São êxodos desesperadíssimos estes que também suportam os terríveis encargos que os traficantes de seres humanos cobram por mortes quase certas, ou por servidão torturada enquanto sobrevivida.
E são encargos que também correspondem a dinheiro, verbas dificílimas de obter nas terras de miséria absoluta que agora tentam abandonar, e quantas vezes, deixando por lá as suas amadas e para sempre condenadas famílias.
Os sobreviventes (quantos?) ajoelhados às fronteiras dos países da sua esperança, por ali ficam, em carne viva, de alma desolada, destruída, por não terem conseguido entrar lá onde a vida se faria antes que o sangue lhes secasse nas veias.
Todavia, raramente se os escuta no lamento da decisão tomada e inerente à tão temerária viagem para a Europa ou EUA.
Tudo é preferível ao que lhes era imposto nos países de origem. E o tudo, mesmo que a um preço cruel, é preferível do que ficarem onde estavam, ou tomarem a decisão de se dirigirem a outros países onde a liberdade e o respeito pelos direitos humanos não existem de todo.
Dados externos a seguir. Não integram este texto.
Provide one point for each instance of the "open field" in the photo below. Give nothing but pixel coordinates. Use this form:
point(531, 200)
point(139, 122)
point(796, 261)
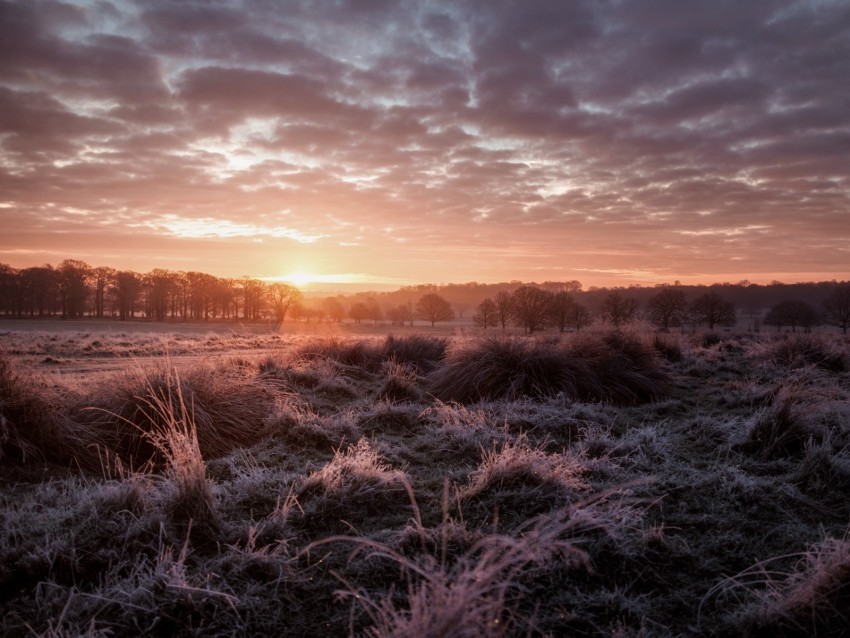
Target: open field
point(223, 481)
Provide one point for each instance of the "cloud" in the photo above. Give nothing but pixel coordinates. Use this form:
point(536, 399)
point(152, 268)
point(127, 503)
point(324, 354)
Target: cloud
point(609, 136)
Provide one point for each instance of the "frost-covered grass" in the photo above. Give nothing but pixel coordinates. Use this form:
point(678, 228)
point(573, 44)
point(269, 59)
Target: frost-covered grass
point(419, 486)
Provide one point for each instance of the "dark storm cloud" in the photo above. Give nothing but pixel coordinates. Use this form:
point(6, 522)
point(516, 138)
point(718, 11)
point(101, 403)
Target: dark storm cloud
point(608, 125)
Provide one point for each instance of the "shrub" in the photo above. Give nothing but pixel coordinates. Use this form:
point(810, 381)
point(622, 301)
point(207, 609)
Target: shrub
point(33, 425)
point(227, 410)
point(422, 352)
point(612, 368)
point(799, 351)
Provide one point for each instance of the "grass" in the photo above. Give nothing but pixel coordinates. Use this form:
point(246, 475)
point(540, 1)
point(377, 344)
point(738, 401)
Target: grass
point(591, 484)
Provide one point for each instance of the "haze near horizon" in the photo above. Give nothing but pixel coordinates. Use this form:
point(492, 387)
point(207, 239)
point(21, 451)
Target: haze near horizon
point(373, 143)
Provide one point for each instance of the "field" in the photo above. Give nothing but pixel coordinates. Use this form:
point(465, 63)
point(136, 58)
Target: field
point(234, 481)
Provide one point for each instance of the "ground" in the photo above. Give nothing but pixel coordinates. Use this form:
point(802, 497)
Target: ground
point(243, 480)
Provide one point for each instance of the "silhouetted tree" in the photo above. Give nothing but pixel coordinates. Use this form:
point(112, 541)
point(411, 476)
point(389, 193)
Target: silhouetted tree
point(432, 307)
point(504, 307)
point(253, 293)
point(530, 307)
point(792, 313)
point(667, 308)
point(101, 277)
point(837, 308)
point(560, 309)
point(580, 317)
point(713, 310)
point(486, 315)
point(282, 297)
point(373, 310)
point(358, 311)
point(160, 284)
point(74, 277)
point(333, 309)
point(126, 289)
point(618, 309)
point(39, 287)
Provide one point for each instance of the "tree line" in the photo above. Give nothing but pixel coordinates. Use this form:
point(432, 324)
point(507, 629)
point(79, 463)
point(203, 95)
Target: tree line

Na verdade, diga-se, são hercúleas as desigualdades nos níveis de vida entre as várias regiões do mundo, implicando outras desigualdades fundamentais a nível dos direitos da educação, da alimentação, da saúde, das liberdades em geral, da esperança de vida com a mínima qualidade.
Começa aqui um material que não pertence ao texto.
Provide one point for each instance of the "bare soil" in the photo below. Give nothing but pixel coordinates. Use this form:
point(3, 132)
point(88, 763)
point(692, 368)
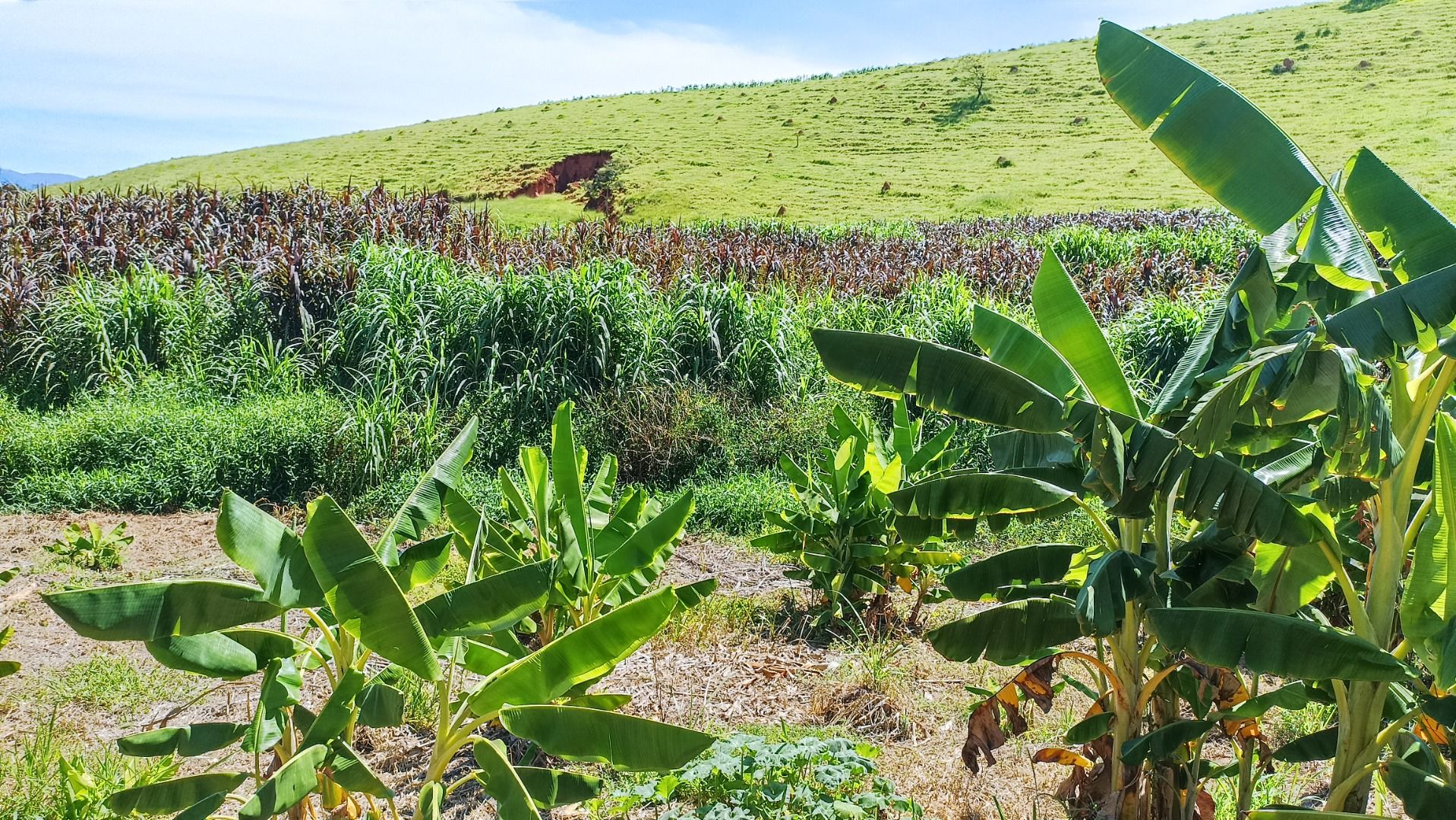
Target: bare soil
point(714, 676)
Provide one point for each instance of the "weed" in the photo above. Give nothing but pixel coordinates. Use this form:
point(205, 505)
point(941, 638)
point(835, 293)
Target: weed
point(89, 547)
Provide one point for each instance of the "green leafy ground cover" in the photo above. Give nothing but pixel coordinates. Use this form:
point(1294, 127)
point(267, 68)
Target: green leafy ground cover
point(824, 149)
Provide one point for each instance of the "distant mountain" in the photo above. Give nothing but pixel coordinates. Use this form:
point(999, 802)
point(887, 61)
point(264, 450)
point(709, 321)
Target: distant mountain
point(33, 181)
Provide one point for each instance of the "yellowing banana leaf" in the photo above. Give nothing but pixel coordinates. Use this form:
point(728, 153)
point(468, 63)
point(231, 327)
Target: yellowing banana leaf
point(1411, 314)
point(360, 590)
point(333, 715)
point(1033, 564)
point(168, 797)
point(551, 787)
point(1273, 644)
point(644, 545)
point(976, 496)
point(184, 740)
point(500, 781)
point(147, 610)
point(624, 742)
point(1401, 223)
point(228, 654)
point(1227, 146)
point(1019, 350)
point(263, 545)
point(940, 377)
point(425, 501)
point(1068, 325)
point(1008, 634)
point(579, 656)
point(351, 772)
point(287, 787)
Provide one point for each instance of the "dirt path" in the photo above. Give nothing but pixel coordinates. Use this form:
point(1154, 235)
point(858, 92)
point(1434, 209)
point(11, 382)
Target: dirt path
point(741, 663)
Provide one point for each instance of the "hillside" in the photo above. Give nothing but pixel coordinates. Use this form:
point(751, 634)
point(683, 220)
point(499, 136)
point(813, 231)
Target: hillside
point(30, 181)
point(902, 143)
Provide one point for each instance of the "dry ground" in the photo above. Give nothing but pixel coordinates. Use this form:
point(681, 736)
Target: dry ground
point(747, 659)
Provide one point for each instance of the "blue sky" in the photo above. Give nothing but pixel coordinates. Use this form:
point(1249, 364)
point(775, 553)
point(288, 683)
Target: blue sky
point(89, 87)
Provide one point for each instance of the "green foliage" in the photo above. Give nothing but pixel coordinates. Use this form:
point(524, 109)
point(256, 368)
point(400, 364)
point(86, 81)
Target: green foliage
point(845, 532)
point(749, 777)
point(90, 547)
point(833, 169)
point(165, 446)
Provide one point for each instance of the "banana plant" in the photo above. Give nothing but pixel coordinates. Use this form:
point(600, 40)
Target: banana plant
point(1341, 385)
point(327, 604)
point(1078, 437)
point(845, 534)
point(605, 551)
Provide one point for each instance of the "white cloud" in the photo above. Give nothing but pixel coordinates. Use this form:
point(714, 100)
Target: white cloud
point(179, 77)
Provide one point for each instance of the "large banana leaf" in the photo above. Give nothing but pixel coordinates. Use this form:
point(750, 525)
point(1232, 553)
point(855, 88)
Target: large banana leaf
point(147, 610)
point(1429, 605)
point(624, 742)
point(184, 740)
point(1008, 634)
point(643, 547)
point(1423, 796)
point(940, 377)
point(263, 545)
point(488, 605)
point(228, 654)
point(1033, 564)
point(1211, 488)
point(579, 656)
point(1273, 644)
point(168, 797)
point(1400, 222)
point(552, 787)
point(1229, 147)
point(287, 787)
point(978, 496)
point(501, 783)
point(1164, 742)
point(1408, 315)
point(427, 500)
point(360, 590)
point(281, 688)
point(1019, 350)
point(1068, 325)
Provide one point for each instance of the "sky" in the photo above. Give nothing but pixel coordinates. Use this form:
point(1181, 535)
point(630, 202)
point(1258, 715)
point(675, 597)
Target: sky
point(89, 87)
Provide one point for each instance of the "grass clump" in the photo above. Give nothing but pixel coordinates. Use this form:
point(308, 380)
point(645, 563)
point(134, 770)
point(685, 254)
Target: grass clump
point(165, 446)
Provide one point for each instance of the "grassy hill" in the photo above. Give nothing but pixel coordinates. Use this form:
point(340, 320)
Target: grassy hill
point(824, 149)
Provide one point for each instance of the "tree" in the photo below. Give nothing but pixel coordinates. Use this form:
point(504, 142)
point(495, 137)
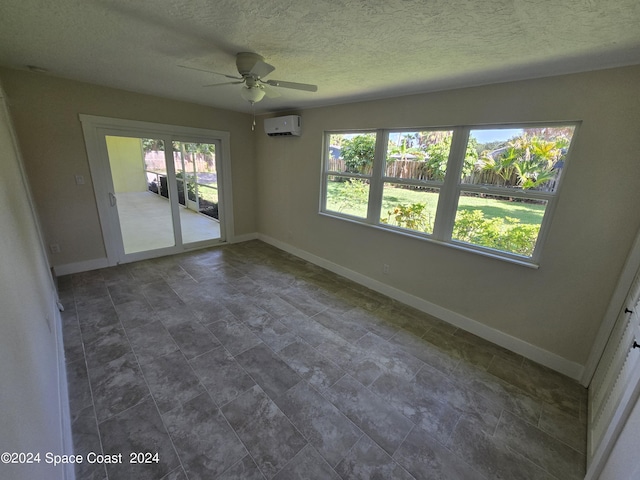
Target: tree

Contudo, registe-se que as persistências das guerras em todo o mundo, geram sempre disparidades tremendas, horrores inenarráveis, inverdades que tornam desconcertantes as explicações das razões das diferenças entre os países mais ricos e os mais pobres.
Na verdade, a decisão de arriscar a vida apenas por um espaço de tempo em que pelo menos a esperança seja vida, ganha algum avanço à desgraça: eis o espírito esperante.
Contudo, em países em vias de desenvolvimento, em que se tentou que o aumento do progresso tecnológico expandisse o crescimento económico, a desigualdade entre as nações persistiu de tal modo que, bem se pode considerar, uma ausência total da análise das causas intrínsecas da pobreza, sobretudo das que que criam barreiras que contribuem para um desenvolvimento profundamente desigual no nosso planeta.
De reter, nomeadamente os impactos assimétricos da globalização e da colonização nos últimos dois séculos.
De reter, nomeadamente o ritmo da própria industrialização em países desenvolvidos e em desenvolvimento que, aliás, agora também precipitou um aquecimento do planeta que ameaça a vida, questiona a ética e a sustentabilidade da jornada.
De reter, as dramáticas atrocidades de todos os totalitarismos que bloqueiam a evolução do espírito da espécie humana.
Mas, se todos sabemos que a riqueza se continua a distribuir de forma tremendamente desigual, e até por fatores históricos e geográficos, também todos sabemos que as lancinantes crises humanitárias estão repletas de pormenores terríficos não isentos da nossa responsabilidade, certo é que as mortes das gentes do esperante, nos mares-e-estradas-cemitérios, só se detém, se acaso se não ignorar as correntes poderosas e minadas que correm dissimuladas por baixo dos pés que nos transportam enquanto gente a esta humanidade.